I.1. BACTERIA: PATHOGENICITY FACTORS – 51
Like Koch’s postulates, the “molecular Koch’s postulates” cannot always be applied
rigidly. If the virulence phenotype is multifactorial, as will usually be the case, the gene
products identified as virulence factors may either be a “classical” virulence factor or an
accessory factor that is essential for expression of the phenotype, but not directly
involved in it. As an example: the fimbriae, hairlike surface structures, that are virulence
factors of uropathogenic Escherichia coli strains carry an adhesin molecule at their tip
that performs the directly virulence related task of adherence to epithelial cells of the
host. They can, however, only efficiently perform this task when carried at the tip of the
fimbriae that are composed of other protein molecules that lack the adhesive property.
The gene identified as a virulence factor may not even be a structural gene, coding for a
gene product, but may have a regulatory function in the expression of the structural gene.
In the literature there is a tendency to describe all genes that pass the tests described in the
molecular Koch’s postulates as virulence genes. This approach has resulted in the
identification as “virulence genes” genes that are not directly involved in virulence as
such, but are indispensable for the expression of the virulent phenotype because they are
required in some way for correct expression of virulence genes. In fact, the molecular
approach may detect a whole spectrum of “virulence genes” ranging from “true”
virulence genes to genes encoding “house-keeping enzymes” that through some remote
mechanism influence the virulence phenotype. This may indicate a need for a more
restrictive definition of virulence genes than simply genes that are detected in virulence
assays.
A definition of bacterial virulence should enable the discrimination between “true”

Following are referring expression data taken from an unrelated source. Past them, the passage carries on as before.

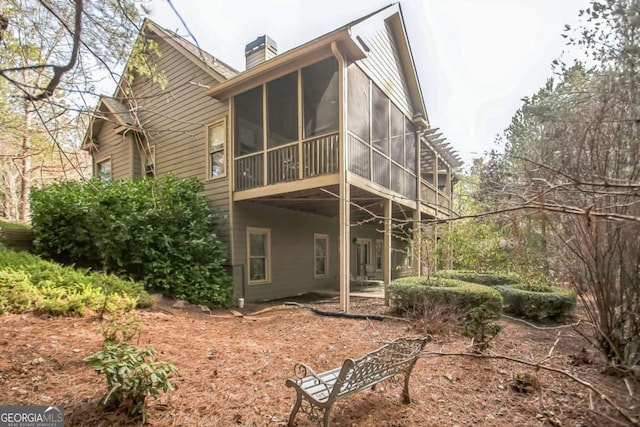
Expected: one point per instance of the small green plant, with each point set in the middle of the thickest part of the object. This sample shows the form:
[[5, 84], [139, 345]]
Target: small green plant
[[121, 331], [523, 382], [481, 327], [132, 373]]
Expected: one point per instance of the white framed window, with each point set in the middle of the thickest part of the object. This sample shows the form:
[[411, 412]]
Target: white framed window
[[216, 152], [321, 255], [259, 255], [103, 169], [150, 162], [379, 254]]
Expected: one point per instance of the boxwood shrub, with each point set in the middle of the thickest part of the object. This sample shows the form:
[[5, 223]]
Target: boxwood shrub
[[29, 283], [163, 233], [406, 294], [552, 304], [489, 279]]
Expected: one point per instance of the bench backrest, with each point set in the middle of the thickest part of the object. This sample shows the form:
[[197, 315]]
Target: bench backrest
[[391, 359]]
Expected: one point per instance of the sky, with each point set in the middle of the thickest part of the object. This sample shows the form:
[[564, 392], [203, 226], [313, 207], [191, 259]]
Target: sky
[[475, 59]]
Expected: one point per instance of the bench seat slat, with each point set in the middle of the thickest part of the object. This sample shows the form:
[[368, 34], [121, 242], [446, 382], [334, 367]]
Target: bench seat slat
[[323, 389]]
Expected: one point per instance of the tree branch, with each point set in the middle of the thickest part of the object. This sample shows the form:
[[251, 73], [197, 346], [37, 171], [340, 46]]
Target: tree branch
[[60, 70]]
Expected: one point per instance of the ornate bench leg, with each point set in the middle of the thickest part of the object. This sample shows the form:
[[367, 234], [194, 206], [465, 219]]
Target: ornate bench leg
[[405, 393], [294, 410], [407, 375], [326, 419]]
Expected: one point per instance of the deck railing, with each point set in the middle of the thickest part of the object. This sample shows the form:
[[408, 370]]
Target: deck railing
[[282, 164], [320, 155], [431, 195]]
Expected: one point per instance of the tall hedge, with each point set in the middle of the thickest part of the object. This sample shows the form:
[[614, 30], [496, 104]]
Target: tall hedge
[[162, 232], [408, 292]]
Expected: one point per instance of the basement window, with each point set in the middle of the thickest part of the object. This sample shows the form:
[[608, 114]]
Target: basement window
[[259, 255]]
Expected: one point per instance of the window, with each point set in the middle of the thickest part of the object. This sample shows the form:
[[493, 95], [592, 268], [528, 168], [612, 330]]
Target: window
[[397, 136], [282, 110], [103, 170], [379, 254], [321, 255], [380, 131], [248, 121], [320, 97], [410, 146], [358, 103], [216, 138], [150, 162], [259, 248]]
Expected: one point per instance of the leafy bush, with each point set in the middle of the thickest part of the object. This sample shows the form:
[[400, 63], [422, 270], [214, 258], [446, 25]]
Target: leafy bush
[[406, 294], [488, 279], [160, 232], [535, 305], [30, 283], [481, 327], [132, 374]]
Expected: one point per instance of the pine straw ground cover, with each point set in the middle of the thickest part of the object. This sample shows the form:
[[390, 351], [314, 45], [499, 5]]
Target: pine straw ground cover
[[233, 370]]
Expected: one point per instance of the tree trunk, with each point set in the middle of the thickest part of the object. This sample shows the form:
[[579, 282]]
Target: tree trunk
[[25, 167]]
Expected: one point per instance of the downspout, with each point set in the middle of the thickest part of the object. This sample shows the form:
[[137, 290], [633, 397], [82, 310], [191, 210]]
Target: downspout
[[344, 192]]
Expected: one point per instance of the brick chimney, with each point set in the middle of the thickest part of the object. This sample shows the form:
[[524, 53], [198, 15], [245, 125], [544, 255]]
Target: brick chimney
[[260, 50]]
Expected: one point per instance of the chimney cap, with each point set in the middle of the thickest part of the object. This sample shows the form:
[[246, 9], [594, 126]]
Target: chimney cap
[[261, 41]]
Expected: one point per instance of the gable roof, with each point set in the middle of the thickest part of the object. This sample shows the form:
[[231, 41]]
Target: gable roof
[[110, 109], [348, 38], [107, 110], [205, 60]]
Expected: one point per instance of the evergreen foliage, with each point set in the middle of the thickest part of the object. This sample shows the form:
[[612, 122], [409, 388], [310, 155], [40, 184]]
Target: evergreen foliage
[[162, 232]]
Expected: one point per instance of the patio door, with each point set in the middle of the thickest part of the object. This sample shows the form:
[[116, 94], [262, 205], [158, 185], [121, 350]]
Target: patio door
[[363, 256]]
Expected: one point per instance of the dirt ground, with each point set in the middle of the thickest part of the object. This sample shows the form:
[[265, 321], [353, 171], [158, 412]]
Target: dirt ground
[[233, 370]]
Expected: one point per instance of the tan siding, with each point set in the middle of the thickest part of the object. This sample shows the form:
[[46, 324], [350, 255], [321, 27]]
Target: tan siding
[[176, 120], [114, 146], [292, 245], [383, 65], [292, 258]]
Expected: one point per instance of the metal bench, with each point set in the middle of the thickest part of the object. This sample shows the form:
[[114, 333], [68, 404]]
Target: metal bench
[[321, 391]]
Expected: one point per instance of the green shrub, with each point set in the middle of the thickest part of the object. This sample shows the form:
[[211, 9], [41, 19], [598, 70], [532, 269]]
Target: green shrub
[[552, 304], [160, 232], [406, 294], [132, 374], [488, 279], [481, 327], [29, 283]]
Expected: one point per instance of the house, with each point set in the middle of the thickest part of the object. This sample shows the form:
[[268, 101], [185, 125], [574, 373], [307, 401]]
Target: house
[[322, 158]]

virulence genes that are directly associated with the virulent phenotype, and accessory
genes, that will also be identified as virulence genes by screening methodologies that rely
on gene inactivation resulting in attenuation of virulence. A well-known example of a
housekeeping gene identified as a virulence factor is the gene aroA (as well as other
“housekeeping” genes; see Uzzau et al., 2005), inactivation of which results in
attenuation of pathogenicity. The aroA gene, however, is involved in aromatic amino acid
biosynthesis, and as such is present in both pathogens and non-pathogens and is not
considered a virulence gene. This is easily understood in the case of aroA, but when the
gene product has no known housekeeping function, such genes would be described in the
literature as virulence genes. The problem is where to draw the line in the continuum
between “virulence-associated genes” and “housekeeping genes”. In order to exclude
housekeeping genes from the set of “virulence” genes, the requisite is often added to
Falkow’s molecular postulates that virulence genes should not be expressed outside the
host. However, this would exclude certain well-characterised virulence genes, for
instance lipopolysaccharide (LPS)-producing enzymes are expressed under all
circumstances, and yet LPS is a generally accepted virulence factor. Moreover, lack of
expression outside the host may be a reflection of the applied culture conditions.
In conclusion, the border between virulence-associated genes and housekeeping genes
cannot be sharply defined.
Molecular approaches to identify virulence genes
Three basic approaches are used to identify virulence genes: genetic methods to
obtain phenotypic evidence for virulence, methods based on the proposed
immunogenicity of virulence factors for immunological evidence and comparative
genetic methods that yield additional indirect evidence.